Therefore, any important files (calculation results, for example) need to
be transferred to your home directory before you log out.
Files in /workdir or /SSD directory should be
transferred out of the workstation and deleted after the computations are
done. Unfortunately many users leave these files behind creating disk
space problems for other users in the future. To prevent this we have
implemented an automated cleaning procedure that removes old files from
/workdir at 3:00am every day. The rules for removing old files are:
-
Files of the current reservation are NEVER deleted
-
FIles for reservations that ended more than 7 days
ago are ALWAYS deleted.
-
If there is more than 50% of free disk space
available, files of the 2 most recent previous reservations are not
deleted in addition to the current reservation (if any).
-
If there is less than 50% but more than 10% of free
disk space available, files of the 2 most recent reservations are
not deleted (including current reservation, if any)
-
If there is less than 10% of free disk space
available, files of the most recent reservation are not deleted
(including current reservation, if any).
If you need to clean
/workdir at other time than 3:00am you can do it by running script /programs/config/clean_workdir
- it will start the same procedure as is run periodically at 3:00am.

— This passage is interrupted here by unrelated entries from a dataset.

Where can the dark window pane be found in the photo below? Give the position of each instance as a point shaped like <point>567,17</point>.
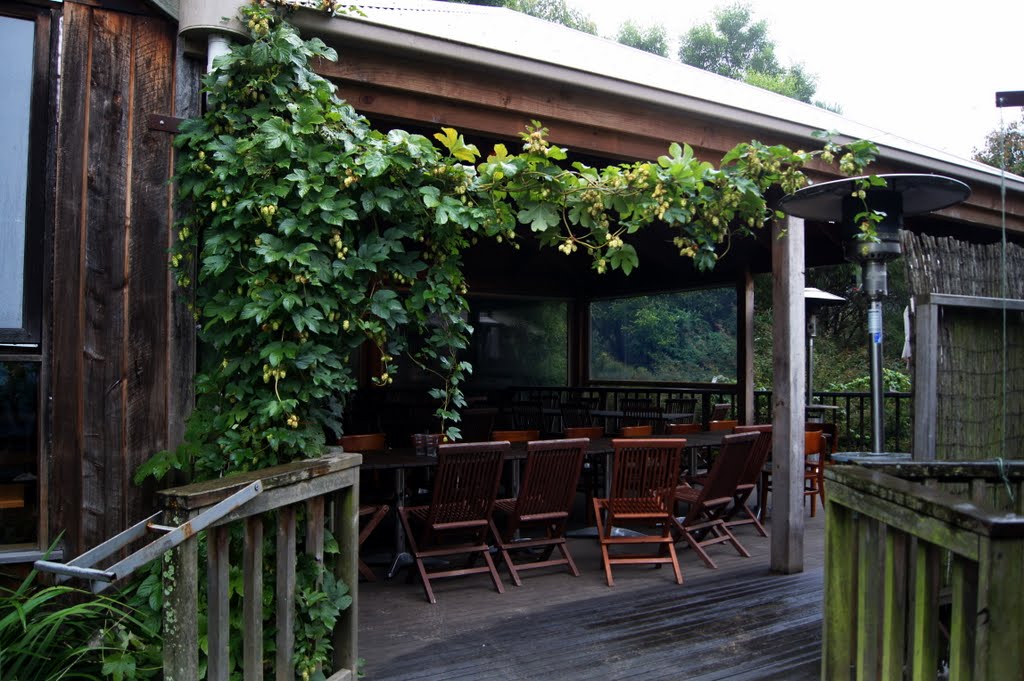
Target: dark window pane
<point>679,337</point>
<point>518,342</point>
<point>15,83</point>
<point>18,455</point>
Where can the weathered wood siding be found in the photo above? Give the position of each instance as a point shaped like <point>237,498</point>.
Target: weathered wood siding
<point>969,356</point>
<point>114,354</point>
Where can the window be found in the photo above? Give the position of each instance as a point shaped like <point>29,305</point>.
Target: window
<point>686,337</point>
<point>19,226</point>
<point>25,125</point>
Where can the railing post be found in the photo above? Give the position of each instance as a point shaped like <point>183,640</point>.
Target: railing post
<point>842,563</point>
<point>1000,601</point>
<point>218,620</point>
<point>346,509</point>
<point>180,578</point>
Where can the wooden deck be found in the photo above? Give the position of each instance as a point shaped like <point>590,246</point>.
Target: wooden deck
<point>739,622</point>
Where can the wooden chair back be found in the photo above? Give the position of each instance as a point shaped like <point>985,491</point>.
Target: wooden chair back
<point>549,481</point>
<point>644,416</point>
<point>364,442</point>
<point>760,454</point>
<point>592,432</point>
<point>527,415</point>
<point>686,406</point>
<point>720,412</point>
<point>466,484</point>
<point>577,415</point>
<point>644,468</point>
<point>728,467</point>
<point>514,435</point>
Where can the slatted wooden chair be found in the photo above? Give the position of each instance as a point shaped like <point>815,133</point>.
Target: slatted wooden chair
<point>814,481</point>
<point>643,481</point>
<point>592,477</point>
<point>549,485</point>
<point>458,519</point>
<point>704,523</point>
<point>643,416</point>
<point>740,513</point>
<point>720,412</point>
<point>577,414</point>
<point>684,406</point>
<point>814,451</point>
<point>636,431</point>
<point>371,514</point>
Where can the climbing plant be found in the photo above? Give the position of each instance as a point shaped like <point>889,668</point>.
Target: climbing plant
<point>306,233</point>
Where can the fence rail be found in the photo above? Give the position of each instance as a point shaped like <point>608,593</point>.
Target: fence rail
<point>918,550</point>
<point>285,488</point>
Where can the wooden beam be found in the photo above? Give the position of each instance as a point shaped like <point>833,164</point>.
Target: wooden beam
<point>926,363</point>
<point>787,390</point>
<point>744,347</point>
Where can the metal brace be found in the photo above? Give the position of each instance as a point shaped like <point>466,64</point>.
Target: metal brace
<point>83,566</point>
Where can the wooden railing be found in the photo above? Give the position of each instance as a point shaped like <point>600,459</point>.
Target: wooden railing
<point>924,571</point>
<point>283,490</point>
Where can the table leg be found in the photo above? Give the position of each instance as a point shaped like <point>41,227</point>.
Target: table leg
<point>401,557</point>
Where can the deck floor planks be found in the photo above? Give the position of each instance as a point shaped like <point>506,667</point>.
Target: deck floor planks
<point>739,622</point>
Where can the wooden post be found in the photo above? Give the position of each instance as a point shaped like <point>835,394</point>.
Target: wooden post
<point>787,392</point>
<point>744,348</point>
<point>180,623</point>
<point>926,363</point>
<point>346,509</point>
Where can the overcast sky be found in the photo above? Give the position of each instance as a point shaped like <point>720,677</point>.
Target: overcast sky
<point>925,71</point>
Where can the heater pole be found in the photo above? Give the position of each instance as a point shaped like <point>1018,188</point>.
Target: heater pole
<point>875,352</point>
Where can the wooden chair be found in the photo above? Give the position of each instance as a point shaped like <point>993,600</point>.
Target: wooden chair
<point>549,485</point>
<point>591,432</point>
<point>720,412</point>
<point>681,428</point>
<point>749,480</point>
<point>528,416</point>
<point>704,523</point>
<point>643,481</point>
<point>514,435</point>
<point>814,481</point>
<point>813,473</point>
<point>458,518</point>
<point>643,416</point>
<point>374,513</point>
<point>592,478</point>
<point>577,415</point>
<point>636,431</point>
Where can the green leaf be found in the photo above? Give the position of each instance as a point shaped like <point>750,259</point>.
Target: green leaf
<point>539,216</point>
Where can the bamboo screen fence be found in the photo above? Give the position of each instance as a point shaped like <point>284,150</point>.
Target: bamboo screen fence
<point>979,374</point>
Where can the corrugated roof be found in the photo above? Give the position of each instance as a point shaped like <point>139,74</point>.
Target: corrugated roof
<point>514,34</point>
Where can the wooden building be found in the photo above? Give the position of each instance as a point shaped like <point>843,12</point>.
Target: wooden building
<point>96,348</point>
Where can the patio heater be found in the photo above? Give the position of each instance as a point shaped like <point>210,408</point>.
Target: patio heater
<point>902,195</point>
<point>814,300</point>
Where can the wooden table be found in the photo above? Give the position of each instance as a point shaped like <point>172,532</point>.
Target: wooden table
<point>401,460</point>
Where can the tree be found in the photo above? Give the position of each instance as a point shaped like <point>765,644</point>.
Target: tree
<point>1004,149</point>
<point>651,39</point>
<point>556,11</point>
<point>738,47</point>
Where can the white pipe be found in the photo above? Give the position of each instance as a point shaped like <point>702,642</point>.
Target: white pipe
<point>216,45</point>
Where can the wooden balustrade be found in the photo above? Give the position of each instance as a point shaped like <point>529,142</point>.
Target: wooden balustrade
<point>284,487</point>
<point>924,571</point>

Transferring and sharing data
Networked
storage (/home and /home2) is available on all workstations and login nodes. Data can be
transferred to and from networked storage without any reservation, all
that you need is an active BioHPC user account. The best way to transfer
data is to use scp or sftp protocol (common Windows client is
FileZilla). For step-by-step explanation of data transfer, please refer
to "Access".
You can share your files with other BioHPC Cloud users
by setting file/directory permissions. For external users (without a
BioHPC account), you can share data via Globus (Using
Globus to Share Data), or you can
create
a temporary guest account
.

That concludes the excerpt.